Lebih lanjut menurut KH Mansoer Shodiq sosialisasi yang dilakukan MUI bukan untuk membatasi Dai maupun Mubaligh. Tetapi, justeru untuk menjadikan mereka melakukan kegiatan sesuai dengan kolidor pedoman dakwah.

“Seiring dengan perkembangan jaman, yang semakin modern dan serba digital saat ini. Sehingga dalam berdakwah pun, Dai juga akan mengikuti perubahan yang terjadi. Namun, tetap berpegang pada landasan utama Al Quran dan Hadist,” imbaunya.

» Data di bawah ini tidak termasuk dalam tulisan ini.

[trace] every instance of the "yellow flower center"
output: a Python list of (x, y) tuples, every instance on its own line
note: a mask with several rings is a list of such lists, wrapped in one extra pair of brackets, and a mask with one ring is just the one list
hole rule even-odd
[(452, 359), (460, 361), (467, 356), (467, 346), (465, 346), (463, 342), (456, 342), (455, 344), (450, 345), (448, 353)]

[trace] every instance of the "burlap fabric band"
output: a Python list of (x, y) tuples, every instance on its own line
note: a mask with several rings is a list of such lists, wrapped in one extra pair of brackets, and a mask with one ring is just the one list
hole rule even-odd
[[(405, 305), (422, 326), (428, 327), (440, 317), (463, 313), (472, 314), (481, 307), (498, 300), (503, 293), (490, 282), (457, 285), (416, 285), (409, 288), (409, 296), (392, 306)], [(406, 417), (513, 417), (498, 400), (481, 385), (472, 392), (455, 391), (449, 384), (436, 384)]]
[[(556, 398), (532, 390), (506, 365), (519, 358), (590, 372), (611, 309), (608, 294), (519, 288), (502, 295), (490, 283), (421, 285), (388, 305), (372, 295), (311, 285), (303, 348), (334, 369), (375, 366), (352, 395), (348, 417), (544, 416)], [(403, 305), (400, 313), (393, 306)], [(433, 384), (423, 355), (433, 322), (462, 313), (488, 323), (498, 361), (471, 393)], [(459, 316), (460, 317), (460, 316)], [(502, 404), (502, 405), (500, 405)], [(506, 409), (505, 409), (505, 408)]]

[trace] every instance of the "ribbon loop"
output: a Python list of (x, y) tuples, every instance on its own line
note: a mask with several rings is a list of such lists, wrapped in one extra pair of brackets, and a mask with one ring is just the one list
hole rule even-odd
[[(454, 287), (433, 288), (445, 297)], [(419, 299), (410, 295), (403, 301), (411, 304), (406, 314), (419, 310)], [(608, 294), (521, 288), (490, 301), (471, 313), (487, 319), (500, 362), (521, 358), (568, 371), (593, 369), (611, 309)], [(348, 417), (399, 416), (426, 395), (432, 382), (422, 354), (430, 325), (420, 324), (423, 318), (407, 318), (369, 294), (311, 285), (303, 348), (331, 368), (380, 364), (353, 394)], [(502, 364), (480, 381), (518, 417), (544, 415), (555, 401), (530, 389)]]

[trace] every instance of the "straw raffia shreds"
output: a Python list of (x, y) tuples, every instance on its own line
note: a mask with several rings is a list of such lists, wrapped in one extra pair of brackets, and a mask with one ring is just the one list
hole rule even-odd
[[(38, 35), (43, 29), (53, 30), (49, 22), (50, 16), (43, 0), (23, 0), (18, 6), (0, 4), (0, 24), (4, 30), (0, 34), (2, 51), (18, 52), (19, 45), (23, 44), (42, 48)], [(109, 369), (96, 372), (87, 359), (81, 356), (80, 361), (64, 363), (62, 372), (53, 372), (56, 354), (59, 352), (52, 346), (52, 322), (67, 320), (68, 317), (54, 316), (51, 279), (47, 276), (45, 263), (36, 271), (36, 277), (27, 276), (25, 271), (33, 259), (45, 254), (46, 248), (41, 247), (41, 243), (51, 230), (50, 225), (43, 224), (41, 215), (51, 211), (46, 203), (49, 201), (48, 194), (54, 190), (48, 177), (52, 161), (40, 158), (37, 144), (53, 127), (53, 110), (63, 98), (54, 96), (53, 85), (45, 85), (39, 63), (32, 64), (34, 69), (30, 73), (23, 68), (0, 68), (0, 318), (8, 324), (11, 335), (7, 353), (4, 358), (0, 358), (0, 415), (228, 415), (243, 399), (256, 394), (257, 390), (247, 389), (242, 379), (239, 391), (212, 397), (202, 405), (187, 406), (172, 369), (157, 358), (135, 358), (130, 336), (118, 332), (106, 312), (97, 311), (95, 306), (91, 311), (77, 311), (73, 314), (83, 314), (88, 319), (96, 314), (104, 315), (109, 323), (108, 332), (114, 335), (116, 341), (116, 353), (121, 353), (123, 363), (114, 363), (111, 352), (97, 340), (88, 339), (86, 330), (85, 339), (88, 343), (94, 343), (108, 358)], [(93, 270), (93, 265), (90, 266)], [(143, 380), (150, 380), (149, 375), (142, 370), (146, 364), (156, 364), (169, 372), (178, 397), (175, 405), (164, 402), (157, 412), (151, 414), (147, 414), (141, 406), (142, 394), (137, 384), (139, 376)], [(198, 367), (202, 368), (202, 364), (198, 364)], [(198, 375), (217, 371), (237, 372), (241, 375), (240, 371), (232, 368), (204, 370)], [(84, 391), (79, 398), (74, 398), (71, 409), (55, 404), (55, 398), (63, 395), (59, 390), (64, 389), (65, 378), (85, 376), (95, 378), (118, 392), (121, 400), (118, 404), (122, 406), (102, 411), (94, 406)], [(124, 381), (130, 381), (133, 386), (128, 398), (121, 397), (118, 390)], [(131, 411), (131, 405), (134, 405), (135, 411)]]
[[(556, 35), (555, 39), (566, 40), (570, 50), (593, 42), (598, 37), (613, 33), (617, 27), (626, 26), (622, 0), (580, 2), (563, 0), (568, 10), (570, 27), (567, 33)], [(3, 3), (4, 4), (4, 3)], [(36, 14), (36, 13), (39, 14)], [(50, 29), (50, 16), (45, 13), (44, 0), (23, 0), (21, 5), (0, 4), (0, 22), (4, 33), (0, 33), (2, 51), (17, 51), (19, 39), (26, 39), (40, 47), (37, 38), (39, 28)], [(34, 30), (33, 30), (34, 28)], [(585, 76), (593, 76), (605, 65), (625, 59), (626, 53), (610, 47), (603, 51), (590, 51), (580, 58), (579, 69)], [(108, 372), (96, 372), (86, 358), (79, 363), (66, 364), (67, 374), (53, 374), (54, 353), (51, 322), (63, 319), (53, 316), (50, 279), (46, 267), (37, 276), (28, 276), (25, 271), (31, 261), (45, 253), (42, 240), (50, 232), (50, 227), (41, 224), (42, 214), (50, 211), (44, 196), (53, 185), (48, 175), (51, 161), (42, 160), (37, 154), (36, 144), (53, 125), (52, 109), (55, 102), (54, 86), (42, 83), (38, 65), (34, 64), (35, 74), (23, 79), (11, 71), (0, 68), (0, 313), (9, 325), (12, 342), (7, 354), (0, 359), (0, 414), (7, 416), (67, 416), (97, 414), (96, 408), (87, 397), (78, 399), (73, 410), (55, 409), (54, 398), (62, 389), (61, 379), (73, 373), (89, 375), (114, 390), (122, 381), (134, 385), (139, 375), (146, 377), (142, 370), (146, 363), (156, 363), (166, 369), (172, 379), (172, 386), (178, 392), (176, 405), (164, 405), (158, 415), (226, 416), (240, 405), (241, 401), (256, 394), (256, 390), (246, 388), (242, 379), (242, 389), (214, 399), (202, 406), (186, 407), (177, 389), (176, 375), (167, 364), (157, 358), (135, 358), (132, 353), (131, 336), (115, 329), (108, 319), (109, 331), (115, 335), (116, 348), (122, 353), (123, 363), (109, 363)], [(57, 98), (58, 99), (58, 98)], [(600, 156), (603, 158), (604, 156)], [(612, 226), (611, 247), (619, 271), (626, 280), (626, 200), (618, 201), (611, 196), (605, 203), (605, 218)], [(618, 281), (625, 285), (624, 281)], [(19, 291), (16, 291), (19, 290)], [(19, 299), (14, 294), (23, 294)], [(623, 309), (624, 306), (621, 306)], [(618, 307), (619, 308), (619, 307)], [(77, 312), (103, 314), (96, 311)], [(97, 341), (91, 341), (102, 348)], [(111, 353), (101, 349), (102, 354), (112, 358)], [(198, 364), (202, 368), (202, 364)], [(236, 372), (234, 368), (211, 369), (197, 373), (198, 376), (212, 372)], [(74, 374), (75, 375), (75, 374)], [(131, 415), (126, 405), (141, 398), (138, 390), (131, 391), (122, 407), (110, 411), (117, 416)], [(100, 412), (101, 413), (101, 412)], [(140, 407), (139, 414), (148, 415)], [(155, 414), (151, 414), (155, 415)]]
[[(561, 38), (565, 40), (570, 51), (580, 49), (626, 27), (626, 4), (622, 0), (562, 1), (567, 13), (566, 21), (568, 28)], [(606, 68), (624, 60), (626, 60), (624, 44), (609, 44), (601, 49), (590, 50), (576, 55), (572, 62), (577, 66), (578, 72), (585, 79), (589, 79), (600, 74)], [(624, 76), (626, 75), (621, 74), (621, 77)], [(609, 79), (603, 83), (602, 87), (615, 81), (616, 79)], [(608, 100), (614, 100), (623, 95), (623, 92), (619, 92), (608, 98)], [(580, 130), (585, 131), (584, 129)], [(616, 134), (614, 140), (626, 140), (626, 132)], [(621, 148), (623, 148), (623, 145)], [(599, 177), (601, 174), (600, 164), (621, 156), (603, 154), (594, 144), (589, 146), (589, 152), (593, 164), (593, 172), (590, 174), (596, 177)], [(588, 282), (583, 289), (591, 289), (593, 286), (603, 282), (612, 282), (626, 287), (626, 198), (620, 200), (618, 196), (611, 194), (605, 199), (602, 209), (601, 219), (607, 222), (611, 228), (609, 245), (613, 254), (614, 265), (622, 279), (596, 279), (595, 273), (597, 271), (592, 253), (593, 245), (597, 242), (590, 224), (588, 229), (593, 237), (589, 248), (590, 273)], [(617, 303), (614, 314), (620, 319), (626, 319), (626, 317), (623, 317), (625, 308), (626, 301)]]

”Perkembangan jaman juga menimbulkan banyak pemikiran baru, yang beragam terutama dari Dai maupun Mubaligh di era modern. Cara berdakwah dengan mengikuti perkembangan zaman, memang bagus. Bahkan, tidak dilarang asal tidak keluar dari rel pedoman dakwah dalam arti yang sebenarnya,” tegasnya.

“Makanya dengan diterbitkannya pedoman dakwah oleh MUI ini, dakwah yang disampaikan para Dai atau Mubaligh tidak melenceng apalagi keluar dari kolidor utama berdakwah. Misalnya saja, ada pendakwah yang membolehkan orang solat menggunakan bahasa arab.

Tetapi bahasa yang digunakan boleh disesuaikan dengan daerah atau negaranya masing-masing, contoh seperti itu kan tentunya menyesatkan masyarakat. Kemudian, ada kelompok (Majelis) yang mengganggap bahwa kelompoknya yang paling benar, sementara kelompok yang lain adalah salah,” paparnya.

“Hal-hal tersebut, yang kemudian menguggah MUI mengeluarkan buku pedoman dakwah. Agar esensi dakwah yang sebenarnya, tidak dikotori oleh cara, tindakan atau prilaku yang tidak benar dari para pendakwahnya,” pungkasnya. (Mor)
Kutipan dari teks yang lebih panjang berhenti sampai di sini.